Fig. 3 GPC chromatograms of ChCl/glucose DES after heating at 100 °C (a), 130 °C (b), 160 °C (c) for various treatment times. Detector: PDA UV 280 nm.

We also conducted kinetic analysis of glucose decomposition and 5-HMF formation. Our findings revealed that the glucose decomposition cannot be approximated by a pseudo-first-order model especially at 160 °C. The analysis further indicated that 5-HMF formation is only one of several possible pathways for glucose decomposition (refer to Fig. S1 in the ESI† and the accompanying discussion for details).

Identification of compounds solubilized in water

To further elucidate the detailed reaction behaviors of the ChCl/glucose DES under thermal conditions, GC-MS analysis was conducted on samples subjected to heating. Fig. 4a illustrates the total ion chromatogram obtained from GC-MS analysis of the ChCl/glucose DES (1/1 molar ratio) heated at 130 °C for 180 min. Assigned numbers on the peaks correspond to compounds identified, with the specifics detailed in Table 2. Notably, peaks (5) and (6) are closely aligned in retention times, with an enlarged depiction provided for clarity. Table 2 lists the identified compounds, their retention times (RTs), and characteristic fragment ions, where all peaks numbered (1) to (12) were classified as disaccharides composed of two glucose units. It is known that disaccharides are formed through the dehydrative polymerization of glucose,²⁸ and under the employed conditions, it is indicated that this type of polymerization of glucose is occurring. The disaccharides identified, including cellobiose, nigeroses, maltose, neotrehalose, laminaribiose, cellobiose (repeated for emphasis), kojibiose, sophorose, isomaltose, and gentiobiose, are illustrated in Fig. S1† with their chemical structures. These disaccharides are differentiated by the bonding positions between glucose units and the variations in α- and β-linkage patterns.
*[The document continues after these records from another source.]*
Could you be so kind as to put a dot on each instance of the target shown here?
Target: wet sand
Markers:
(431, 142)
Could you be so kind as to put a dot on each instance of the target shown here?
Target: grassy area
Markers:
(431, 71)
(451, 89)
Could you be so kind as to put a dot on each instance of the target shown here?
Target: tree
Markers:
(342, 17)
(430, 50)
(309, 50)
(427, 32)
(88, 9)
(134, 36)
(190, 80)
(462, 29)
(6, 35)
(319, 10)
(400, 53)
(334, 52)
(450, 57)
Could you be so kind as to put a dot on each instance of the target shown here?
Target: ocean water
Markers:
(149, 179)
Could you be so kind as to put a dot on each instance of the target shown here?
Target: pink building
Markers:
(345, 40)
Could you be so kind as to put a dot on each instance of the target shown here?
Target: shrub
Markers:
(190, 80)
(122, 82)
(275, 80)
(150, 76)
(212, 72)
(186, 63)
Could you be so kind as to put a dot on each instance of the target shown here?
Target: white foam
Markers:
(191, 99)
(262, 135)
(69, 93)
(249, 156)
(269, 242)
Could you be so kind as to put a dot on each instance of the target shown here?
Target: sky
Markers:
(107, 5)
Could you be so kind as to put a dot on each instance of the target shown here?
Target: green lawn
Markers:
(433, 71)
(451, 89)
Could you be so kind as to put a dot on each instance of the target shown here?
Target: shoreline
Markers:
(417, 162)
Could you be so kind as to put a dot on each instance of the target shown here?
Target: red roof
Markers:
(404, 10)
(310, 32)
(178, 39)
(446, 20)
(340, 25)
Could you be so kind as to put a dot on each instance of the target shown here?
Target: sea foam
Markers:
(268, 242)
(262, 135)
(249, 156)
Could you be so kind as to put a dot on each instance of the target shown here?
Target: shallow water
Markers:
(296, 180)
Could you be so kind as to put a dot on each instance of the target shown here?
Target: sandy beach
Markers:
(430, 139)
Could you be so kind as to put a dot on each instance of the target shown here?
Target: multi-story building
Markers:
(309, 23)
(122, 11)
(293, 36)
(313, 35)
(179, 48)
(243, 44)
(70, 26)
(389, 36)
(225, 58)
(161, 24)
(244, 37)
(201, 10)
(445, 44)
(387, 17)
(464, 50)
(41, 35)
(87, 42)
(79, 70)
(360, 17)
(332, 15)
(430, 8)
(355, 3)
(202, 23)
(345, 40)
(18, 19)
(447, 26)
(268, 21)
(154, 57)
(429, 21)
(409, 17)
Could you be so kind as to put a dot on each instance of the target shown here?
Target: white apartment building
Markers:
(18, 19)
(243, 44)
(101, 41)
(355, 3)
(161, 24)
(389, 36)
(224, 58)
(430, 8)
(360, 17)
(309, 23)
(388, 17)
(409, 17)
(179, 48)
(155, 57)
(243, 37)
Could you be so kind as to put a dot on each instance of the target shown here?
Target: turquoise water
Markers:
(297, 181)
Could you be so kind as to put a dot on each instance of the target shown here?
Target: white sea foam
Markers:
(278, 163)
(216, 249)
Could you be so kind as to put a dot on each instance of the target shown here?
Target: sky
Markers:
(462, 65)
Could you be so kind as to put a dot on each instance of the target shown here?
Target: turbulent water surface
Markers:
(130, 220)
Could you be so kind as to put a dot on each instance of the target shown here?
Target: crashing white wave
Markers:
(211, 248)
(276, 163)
As detailed in Table 2, certain disaccharides like cellobiose, nigeroses, and isomaltose are represented by two peaks each, reflecting the α and β configurations at their reducing terminal hydroxy groups. Some disaccharides that did not show two peaks reflecting the α and β configurations may exist in only one of the α or β configurations depending on the preparation of the standard used to identify the disaccharide or the preparation of this sample. In Fig. 4, peaks without numbers remain unidentified, yet the retention time span from 44.2 to 47 min showcases fragment ions similar to those of the identified disaccharides (see Fig. S2–S4 in ESI for details†). This observation strongly suggests that these unidentified peaks likely represent disaccharides not depicted in Fig. S1,† indicating a broad spectrum of disaccharide formation under the given thermal conditions.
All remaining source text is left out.